I will assume that the number of opportunities to make plays is directly related to the number of innings played. To convert innings to opportunities, I took the median number of opportunities per inning for each position. For example, shortstops had the highest opportunities per inning at 0.40 and catchers had the lowest at 0.08. The plot below shows the distribution of opportunities per inning for each position.

We can extend this to the impact on saving runs from being scored as well by assuming each successful play saves $x$ runs. I will not do this for this analysis.

### Results

Finally, I put together a Shiny app to display the results. You can search by team, position, and innings played. A team of ‘- - -‘ means the player played for multiple teams over this period. You can also choose to display the results as a rate statistic (extra plays made per season) or a count statistic (extra plays made over the two seasons).
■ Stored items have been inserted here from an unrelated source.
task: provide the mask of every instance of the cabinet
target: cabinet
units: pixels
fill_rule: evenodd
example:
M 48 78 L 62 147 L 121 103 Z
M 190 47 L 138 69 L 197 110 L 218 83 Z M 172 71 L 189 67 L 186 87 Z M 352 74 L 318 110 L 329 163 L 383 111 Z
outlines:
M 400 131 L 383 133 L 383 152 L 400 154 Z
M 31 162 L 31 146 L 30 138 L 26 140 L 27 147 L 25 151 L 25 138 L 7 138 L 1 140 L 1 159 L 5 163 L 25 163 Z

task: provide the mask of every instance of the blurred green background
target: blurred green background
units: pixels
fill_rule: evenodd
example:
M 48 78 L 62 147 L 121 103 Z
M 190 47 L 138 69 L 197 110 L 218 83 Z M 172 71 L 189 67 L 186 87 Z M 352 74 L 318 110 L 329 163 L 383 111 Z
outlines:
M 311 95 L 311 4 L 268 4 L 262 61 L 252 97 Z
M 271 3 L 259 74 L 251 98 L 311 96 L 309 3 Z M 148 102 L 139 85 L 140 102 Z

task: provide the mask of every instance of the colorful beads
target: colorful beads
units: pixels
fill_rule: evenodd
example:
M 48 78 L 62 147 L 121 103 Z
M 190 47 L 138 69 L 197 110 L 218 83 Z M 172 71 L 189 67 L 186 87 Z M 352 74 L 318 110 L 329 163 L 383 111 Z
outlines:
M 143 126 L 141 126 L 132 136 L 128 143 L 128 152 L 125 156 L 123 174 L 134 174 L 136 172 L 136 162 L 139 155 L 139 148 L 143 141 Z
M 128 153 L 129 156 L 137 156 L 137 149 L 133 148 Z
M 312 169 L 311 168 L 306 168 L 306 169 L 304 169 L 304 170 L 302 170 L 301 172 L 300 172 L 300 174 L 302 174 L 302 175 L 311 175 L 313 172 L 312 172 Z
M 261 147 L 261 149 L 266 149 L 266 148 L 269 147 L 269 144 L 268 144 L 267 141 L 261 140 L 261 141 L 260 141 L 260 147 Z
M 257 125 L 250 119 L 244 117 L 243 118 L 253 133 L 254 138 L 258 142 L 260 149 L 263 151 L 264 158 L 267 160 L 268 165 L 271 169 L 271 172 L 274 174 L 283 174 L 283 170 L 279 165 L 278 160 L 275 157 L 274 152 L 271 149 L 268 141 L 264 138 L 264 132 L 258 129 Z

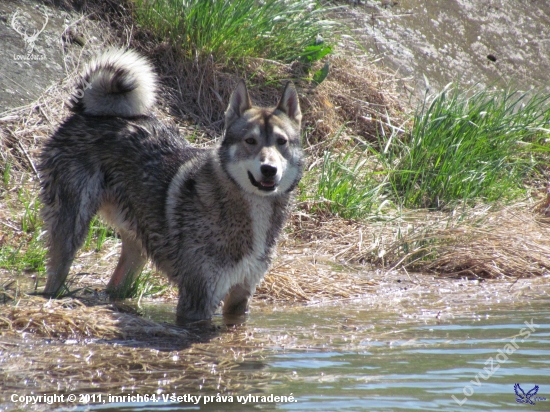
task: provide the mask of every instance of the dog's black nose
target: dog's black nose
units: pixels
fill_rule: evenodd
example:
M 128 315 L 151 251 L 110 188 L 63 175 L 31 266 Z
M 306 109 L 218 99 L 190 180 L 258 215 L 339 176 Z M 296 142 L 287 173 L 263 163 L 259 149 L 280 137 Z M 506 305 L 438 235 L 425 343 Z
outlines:
M 261 165 L 260 171 L 262 172 L 262 175 L 265 177 L 273 177 L 277 174 L 277 168 L 275 166 L 270 165 Z

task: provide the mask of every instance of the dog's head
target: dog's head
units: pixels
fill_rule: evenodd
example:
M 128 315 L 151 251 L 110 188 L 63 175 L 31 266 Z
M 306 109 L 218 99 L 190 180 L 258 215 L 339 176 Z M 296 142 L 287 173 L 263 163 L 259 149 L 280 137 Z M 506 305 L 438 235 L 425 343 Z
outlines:
M 302 113 L 294 85 L 287 83 L 275 108 L 252 106 L 241 81 L 225 112 L 220 160 L 231 179 L 258 195 L 287 193 L 302 176 Z

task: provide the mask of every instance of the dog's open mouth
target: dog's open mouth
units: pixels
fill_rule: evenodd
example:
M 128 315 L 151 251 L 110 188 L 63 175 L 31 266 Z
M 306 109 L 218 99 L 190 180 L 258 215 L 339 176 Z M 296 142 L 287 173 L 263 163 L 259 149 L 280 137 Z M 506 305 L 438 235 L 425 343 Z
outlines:
M 248 178 L 250 179 L 250 183 L 252 183 L 252 185 L 257 187 L 259 190 L 271 192 L 277 187 L 277 184 L 273 180 L 264 180 L 258 182 L 256 179 L 254 179 L 254 176 L 252 176 L 252 173 L 250 172 L 248 172 Z

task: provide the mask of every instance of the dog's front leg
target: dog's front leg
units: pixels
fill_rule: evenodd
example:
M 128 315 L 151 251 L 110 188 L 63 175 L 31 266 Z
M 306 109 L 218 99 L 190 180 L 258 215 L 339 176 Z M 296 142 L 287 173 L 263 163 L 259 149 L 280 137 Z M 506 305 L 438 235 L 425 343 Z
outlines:
M 244 315 L 248 311 L 248 302 L 252 291 L 247 285 L 235 285 L 223 301 L 224 315 Z
M 209 282 L 200 276 L 193 277 L 186 284 L 179 284 L 177 323 L 185 324 L 197 320 L 210 319 L 220 304 Z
To get a seasonal number, I assume position players played 150 games with 8.5 innings in each game. For pitchers, I assumed that they pitched 30 games, 6 innings each.

### Conclusions and future work

I don’t know if I will do anything more with this data, but if I could do it again, I may have modeled each year separately instead of combining the two years together. With that, it would have been interesting to model the effect of age by observing how a player’s ability to make a play changes from one year to the next. I also think it would be interesting to see how changing positions affects a players efficiency. For example, we could have a $9 \times 9$ matrix of fixed effects that represent the improvement or degradation in ability as a player switches from their main position to another one. Further assumptions would be needed to make sure the $\theta$’s are on the same scale for every position.

At the very least, this model and its results can be considered another data point in the analysis of a player’s fielding ability. One thing we need to be concerned about is the classification of each play into the difficultness categories. The human eye can be fooled into thinking a routine play is hard just because a fielder dove to make the play, when a superior fielder could have made it look easier.

### Code

I have put the R code together to do this analysis in a gist. If there is interest, I will put together a repo with all the data as well.